I am also involved in method development work on behalf of A-Gas. Here I look at how to improve laboratory processes and investigate alternative ways of carrying them out. I examine how the instruments work and perform, and see how we can improve the efficiency of them.
What is your background?
I am a chemist and while at university undertook research into catalysis. This is used traditionally to increase the rate at which a chemical reaction takes place or open the possibility of a new reaction pathway that wouldn’t normally occur. I investigated metal and metal oxide catalysts and studied how the reaction proceeded on the surface. The outcome I was looking for was a product with greater purity and less contaminant. This is an important and interesting area of green chemistry.
How did you join the refrigeration industry?
I am 31. I graduated in 2008 and then completed a PhD at Cardiff University in catalysis and finished my post-graduate work in this field in 2012. I then moved to Bristol with my husband and was looking for a chemistry-related job. I saw this position with A-Gas advertised and thought this maybe was the one for me.
What makes it the job for you?
The first thing that attracted me to the role was the instruments and the techniques used. I didn’t really know that much about refrigerants when I began working for A-Gas but the analysis techniques, and particularly one instrument, involving spectrometry is something I had been familiar with. This can fingerprint molecules based on their mass by firing a high energy stream at the particles. I like working with equipment in the laboratory, and finding out what happens in processes, and through this work my knowledge of refrigerants has widened.

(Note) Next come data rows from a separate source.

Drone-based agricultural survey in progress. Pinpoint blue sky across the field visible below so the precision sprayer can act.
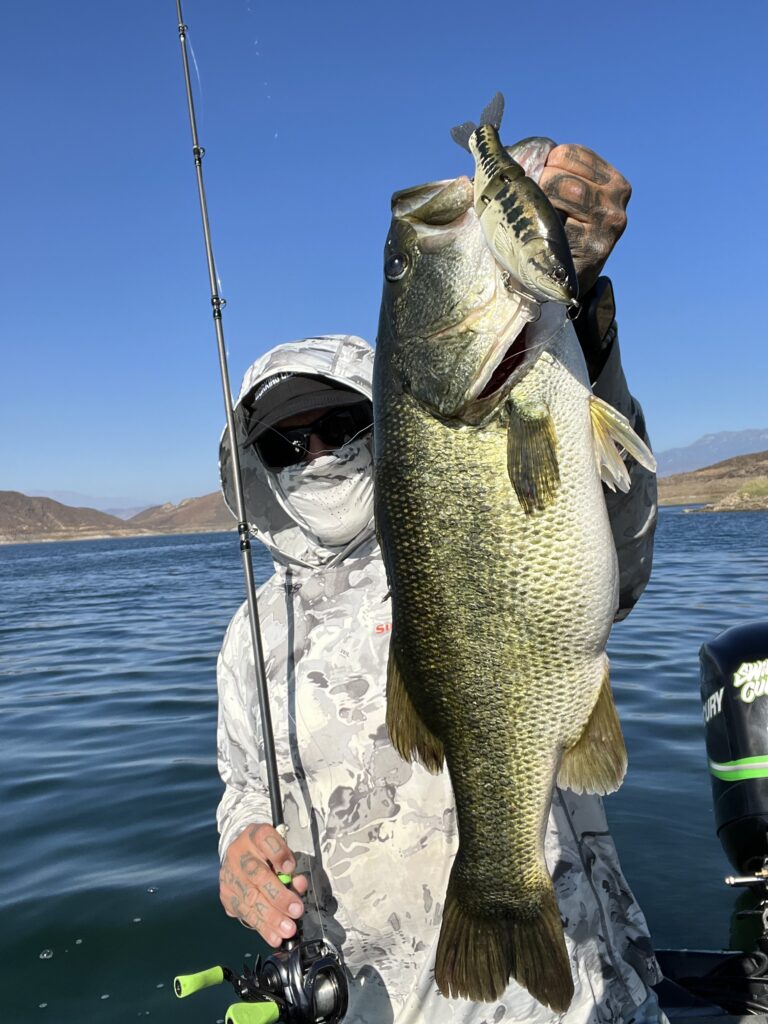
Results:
[0,0,768,503]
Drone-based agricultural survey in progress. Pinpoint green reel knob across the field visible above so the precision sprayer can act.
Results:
[173,967,224,999]
[224,1000,280,1024]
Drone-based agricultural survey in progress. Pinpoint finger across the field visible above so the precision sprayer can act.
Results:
[219,879,303,947]
[539,167,606,223]
[547,142,630,188]
[246,823,296,874]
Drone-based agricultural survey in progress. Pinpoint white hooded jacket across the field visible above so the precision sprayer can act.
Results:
[218,335,658,1024]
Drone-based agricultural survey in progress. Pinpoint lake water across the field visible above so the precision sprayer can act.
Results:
[0,509,768,1024]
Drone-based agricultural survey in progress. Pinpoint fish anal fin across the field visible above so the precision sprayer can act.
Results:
[590,394,656,492]
[435,879,573,1013]
[387,642,444,775]
[557,665,627,796]
[507,395,560,515]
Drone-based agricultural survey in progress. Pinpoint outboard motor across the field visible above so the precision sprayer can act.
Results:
[699,621,768,874]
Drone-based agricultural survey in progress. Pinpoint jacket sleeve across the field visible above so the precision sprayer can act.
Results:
[592,322,657,622]
[216,604,271,861]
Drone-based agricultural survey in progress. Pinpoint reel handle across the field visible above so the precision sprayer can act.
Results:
[178,967,224,999]
[224,1000,280,1024]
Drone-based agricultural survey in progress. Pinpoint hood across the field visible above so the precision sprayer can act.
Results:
[219,334,374,568]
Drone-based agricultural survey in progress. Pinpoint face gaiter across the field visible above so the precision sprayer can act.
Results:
[267,436,374,547]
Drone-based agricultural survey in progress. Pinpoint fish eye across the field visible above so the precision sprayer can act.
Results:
[384,253,409,281]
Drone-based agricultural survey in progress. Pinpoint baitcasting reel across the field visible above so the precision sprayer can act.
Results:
[173,938,348,1024]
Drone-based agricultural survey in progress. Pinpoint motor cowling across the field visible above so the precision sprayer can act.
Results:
[699,621,768,874]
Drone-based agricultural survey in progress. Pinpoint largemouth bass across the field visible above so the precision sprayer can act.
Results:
[451,92,579,315]
[374,165,653,1012]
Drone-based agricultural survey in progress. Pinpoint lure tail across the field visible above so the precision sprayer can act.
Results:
[451,92,504,153]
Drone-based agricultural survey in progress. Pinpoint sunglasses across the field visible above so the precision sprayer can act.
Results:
[253,401,374,469]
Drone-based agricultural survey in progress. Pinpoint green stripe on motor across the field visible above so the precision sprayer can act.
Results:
[710,754,768,782]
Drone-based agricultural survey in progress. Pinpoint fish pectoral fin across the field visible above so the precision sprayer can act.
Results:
[387,641,444,775]
[507,396,560,515]
[557,665,627,797]
[489,219,520,278]
[590,394,656,492]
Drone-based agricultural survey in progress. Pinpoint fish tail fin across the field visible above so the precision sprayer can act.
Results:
[451,121,477,153]
[435,879,573,1013]
[387,642,444,775]
[480,92,504,131]
[557,659,627,796]
[590,394,656,492]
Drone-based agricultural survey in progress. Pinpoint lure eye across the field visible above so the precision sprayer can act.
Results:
[384,253,409,281]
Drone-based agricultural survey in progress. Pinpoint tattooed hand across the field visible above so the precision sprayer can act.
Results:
[219,823,308,947]
[539,145,632,295]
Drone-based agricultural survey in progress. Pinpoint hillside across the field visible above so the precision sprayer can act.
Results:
[0,490,236,544]
[0,490,154,544]
[658,452,768,512]
[127,490,237,534]
[654,429,768,477]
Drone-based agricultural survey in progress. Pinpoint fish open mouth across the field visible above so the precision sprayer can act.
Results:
[475,324,528,401]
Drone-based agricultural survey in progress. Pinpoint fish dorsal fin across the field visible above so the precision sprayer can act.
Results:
[480,92,504,131]
[451,121,477,153]
[590,394,656,492]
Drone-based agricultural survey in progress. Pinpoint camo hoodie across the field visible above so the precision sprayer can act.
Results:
[218,335,658,1024]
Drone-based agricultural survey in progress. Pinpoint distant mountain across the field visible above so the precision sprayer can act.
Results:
[654,429,768,477]
[0,490,154,544]
[658,451,768,512]
[128,490,237,534]
[28,487,150,519]
[0,490,236,544]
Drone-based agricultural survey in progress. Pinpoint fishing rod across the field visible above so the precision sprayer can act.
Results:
[173,0,348,1024]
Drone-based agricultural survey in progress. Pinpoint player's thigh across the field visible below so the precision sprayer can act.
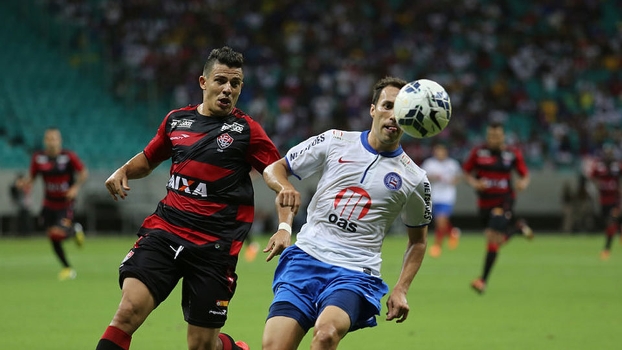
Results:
[313,305,352,339]
[119,233,181,306]
[187,324,220,349]
[179,243,238,328]
[262,316,307,350]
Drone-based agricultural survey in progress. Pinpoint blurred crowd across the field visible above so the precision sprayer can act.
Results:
[43,0,622,169]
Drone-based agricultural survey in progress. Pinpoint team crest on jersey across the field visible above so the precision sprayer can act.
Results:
[220,122,244,134]
[384,172,402,191]
[171,119,194,129]
[216,133,233,149]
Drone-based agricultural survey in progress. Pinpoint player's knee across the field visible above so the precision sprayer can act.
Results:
[313,324,341,349]
[47,226,67,242]
[488,208,511,232]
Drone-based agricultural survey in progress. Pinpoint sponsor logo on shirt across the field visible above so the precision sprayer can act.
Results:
[166,174,207,197]
[220,122,244,133]
[384,172,402,191]
[289,134,326,162]
[423,181,432,221]
[171,134,190,141]
[171,119,194,129]
[328,187,372,232]
[216,133,233,150]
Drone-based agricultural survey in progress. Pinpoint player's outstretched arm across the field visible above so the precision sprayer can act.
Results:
[263,158,300,261]
[387,226,428,323]
[105,152,160,201]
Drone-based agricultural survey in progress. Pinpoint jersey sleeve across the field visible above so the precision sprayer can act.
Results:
[462,148,477,174]
[68,152,84,172]
[514,148,529,177]
[285,130,333,179]
[248,118,281,173]
[401,176,432,227]
[143,113,173,163]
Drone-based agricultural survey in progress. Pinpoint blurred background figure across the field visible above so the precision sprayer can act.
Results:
[20,127,88,281]
[590,144,622,260]
[560,174,596,233]
[421,143,462,258]
[9,173,33,236]
[463,122,533,294]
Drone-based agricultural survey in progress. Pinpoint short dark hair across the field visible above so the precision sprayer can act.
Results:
[203,46,244,76]
[371,76,408,105]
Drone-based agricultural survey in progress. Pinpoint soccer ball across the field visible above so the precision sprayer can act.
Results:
[393,79,451,139]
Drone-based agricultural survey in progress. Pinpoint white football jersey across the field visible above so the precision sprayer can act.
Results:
[285,130,432,276]
[421,157,462,205]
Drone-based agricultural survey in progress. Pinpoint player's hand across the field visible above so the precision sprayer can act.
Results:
[274,187,301,215]
[387,291,410,323]
[106,169,130,201]
[263,230,292,261]
[65,186,79,202]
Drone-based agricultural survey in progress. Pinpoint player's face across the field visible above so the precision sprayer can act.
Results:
[434,146,447,160]
[43,130,63,155]
[199,62,244,117]
[486,127,505,150]
[368,86,404,152]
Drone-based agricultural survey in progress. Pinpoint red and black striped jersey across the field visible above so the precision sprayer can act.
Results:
[462,146,529,208]
[590,159,622,205]
[142,106,280,255]
[30,149,84,210]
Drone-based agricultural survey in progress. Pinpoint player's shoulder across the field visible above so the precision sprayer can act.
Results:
[323,129,361,142]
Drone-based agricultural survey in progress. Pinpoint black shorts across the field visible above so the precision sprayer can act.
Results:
[41,207,73,229]
[119,229,238,328]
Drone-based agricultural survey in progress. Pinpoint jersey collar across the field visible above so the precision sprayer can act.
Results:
[361,130,404,158]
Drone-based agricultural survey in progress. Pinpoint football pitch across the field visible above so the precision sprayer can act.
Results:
[0,233,622,350]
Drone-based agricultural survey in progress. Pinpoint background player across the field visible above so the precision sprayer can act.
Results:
[463,122,533,294]
[589,144,622,260]
[22,127,88,281]
[263,77,432,350]
[421,143,462,258]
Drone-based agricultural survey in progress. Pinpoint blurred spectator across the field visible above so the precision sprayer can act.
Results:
[561,175,596,233]
[13,0,622,168]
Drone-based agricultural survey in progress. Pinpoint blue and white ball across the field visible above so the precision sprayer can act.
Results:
[393,79,451,139]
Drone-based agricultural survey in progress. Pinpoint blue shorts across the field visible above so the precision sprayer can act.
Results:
[268,245,389,332]
[432,203,454,216]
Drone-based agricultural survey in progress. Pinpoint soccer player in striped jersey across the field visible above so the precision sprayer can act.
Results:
[97,46,280,350]
[21,127,89,281]
[462,122,533,294]
[589,144,622,260]
[263,77,432,350]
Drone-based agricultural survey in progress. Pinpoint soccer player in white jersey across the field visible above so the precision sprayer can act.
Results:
[263,77,432,350]
[421,143,462,258]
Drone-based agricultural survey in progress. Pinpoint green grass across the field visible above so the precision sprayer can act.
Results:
[0,234,622,350]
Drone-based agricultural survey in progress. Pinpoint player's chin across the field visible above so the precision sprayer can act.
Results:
[382,126,404,139]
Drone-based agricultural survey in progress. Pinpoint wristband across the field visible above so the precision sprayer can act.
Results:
[279,222,292,235]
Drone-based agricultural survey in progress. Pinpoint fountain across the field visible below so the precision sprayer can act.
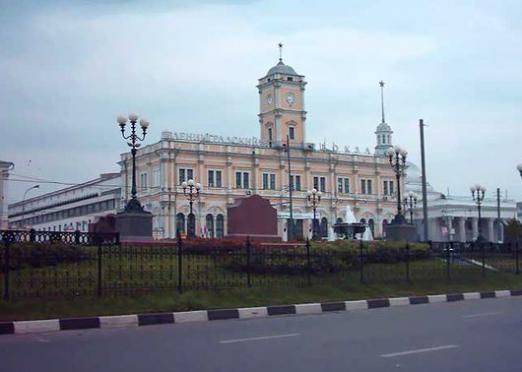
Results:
[333,206,366,240]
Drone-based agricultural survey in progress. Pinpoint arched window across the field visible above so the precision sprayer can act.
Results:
[176,213,185,234]
[216,214,225,238]
[368,218,375,236]
[205,214,215,238]
[321,217,328,238]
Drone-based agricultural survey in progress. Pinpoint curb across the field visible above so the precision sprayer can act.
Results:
[0,290,522,335]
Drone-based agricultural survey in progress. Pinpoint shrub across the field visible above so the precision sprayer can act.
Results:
[0,242,90,270]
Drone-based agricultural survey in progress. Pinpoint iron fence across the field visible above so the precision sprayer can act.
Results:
[0,231,520,300]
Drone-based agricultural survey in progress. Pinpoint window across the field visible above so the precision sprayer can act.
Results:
[178,168,194,185]
[176,213,185,234]
[205,214,211,238]
[236,172,250,189]
[263,173,275,190]
[288,127,295,139]
[361,180,372,194]
[208,170,222,187]
[383,180,394,196]
[216,214,225,238]
[140,173,148,191]
[290,174,301,191]
[337,177,350,194]
[314,176,326,192]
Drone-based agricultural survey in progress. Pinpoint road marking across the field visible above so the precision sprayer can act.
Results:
[462,311,501,319]
[219,333,301,344]
[381,345,459,358]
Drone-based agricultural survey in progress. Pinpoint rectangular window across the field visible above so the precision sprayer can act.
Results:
[361,180,372,194]
[288,127,295,139]
[314,176,326,192]
[263,173,275,190]
[178,168,194,185]
[383,180,394,196]
[337,177,350,194]
[236,172,250,189]
[208,170,216,187]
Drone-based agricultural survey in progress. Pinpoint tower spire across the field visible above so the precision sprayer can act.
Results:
[379,80,386,123]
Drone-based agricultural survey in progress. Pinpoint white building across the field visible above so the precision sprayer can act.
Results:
[406,163,517,242]
[0,160,14,230]
[8,173,121,232]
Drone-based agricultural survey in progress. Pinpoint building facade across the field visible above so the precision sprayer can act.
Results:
[120,59,397,239]
[406,163,517,242]
[9,173,121,232]
[0,160,14,230]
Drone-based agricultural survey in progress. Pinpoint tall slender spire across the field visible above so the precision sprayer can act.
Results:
[379,80,386,123]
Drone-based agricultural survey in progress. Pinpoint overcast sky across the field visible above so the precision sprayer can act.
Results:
[0,0,522,201]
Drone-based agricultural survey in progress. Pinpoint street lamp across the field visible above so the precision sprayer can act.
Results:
[470,185,486,241]
[22,185,40,227]
[306,189,322,240]
[116,114,150,213]
[181,179,201,239]
[386,146,408,224]
[404,191,417,225]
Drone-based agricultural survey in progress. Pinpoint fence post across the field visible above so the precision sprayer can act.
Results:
[480,242,486,277]
[177,230,183,293]
[515,240,520,275]
[446,242,453,281]
[97,240,102,297]
[306,238,312,285]
[246,236,252,288]
[2,233,10,301]
[359,239,364,283]
[406,243,410,283]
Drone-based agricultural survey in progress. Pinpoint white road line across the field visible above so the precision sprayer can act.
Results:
[462,311,501,319]
[381,345,459,358]
[219,333,301,344]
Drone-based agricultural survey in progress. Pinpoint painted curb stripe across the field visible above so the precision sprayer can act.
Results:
[366,298,390,309]
[0,322,14,335]
[480,292,497,298]
[446,293,464,302]
[321,302,346,313]
[207,309,239,320]
[60,317,100,331]
[410,296,430,305]
[267,305,295,315]
[138,313,174,326]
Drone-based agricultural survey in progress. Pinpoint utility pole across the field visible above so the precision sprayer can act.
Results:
[286,134,294,241]
[419,119,429,242]
[497,187,502,242]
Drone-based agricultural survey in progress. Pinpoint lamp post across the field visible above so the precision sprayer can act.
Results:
[181,179,201,239]
[404,191,417,225]
[386,146,408,225]
[470,185,486,241]
[22,185,40,227]
[116,114,150,213]
[307,189,322,240]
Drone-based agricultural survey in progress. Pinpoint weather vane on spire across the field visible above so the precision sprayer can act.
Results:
[379,80,385,123]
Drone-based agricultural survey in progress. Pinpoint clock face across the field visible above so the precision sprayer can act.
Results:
[286,93,295,106]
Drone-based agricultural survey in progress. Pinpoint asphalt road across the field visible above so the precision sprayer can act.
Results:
[0,297,522,372]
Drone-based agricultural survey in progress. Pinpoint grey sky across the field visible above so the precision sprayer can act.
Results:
[0,0,522,201]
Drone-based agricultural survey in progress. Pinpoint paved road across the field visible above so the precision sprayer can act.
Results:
[0,297,522,372]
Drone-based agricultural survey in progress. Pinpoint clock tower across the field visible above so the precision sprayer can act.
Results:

Why are there so few women working in the industry?
I suspect it may be due to a lack awareness of the opportunities that lie in the refrigeration and air conditioning industry. The manual side of the industry does put off some women and it could be that for them it is a job that lacks the necessary glamour. I think it all boils down to the fact that many women don’t know about the opportunities that are available and the great careers that are on offer.
A traditional route into the industry is through the technical engineering roles but these tend to be male dominated and maybe we have to look at this aspect of recruitment in a different way.
Do you have time for a job and a family?
I am married to John and I have a son Daniel who will be two in December. In my spare time I like to garden and, when I have the opportunity, play the violin. Unfortunately, with a young son I don’t get this particular instrument out of the case very often these days. I had passed my Grade Eight music examination but unfortunately I just haven’t the time to play the violin at the moment.
What’s your next career move?
This role really suits me as I only work two days a week. I have a really good work-life balance and this allows me to look after Daniel and also have a stimulating job. When Daniel is older I will be able to consider future career moves. Having said that, I do enjoy this job because I am not stuck at a desk all day and I am working with a really good team.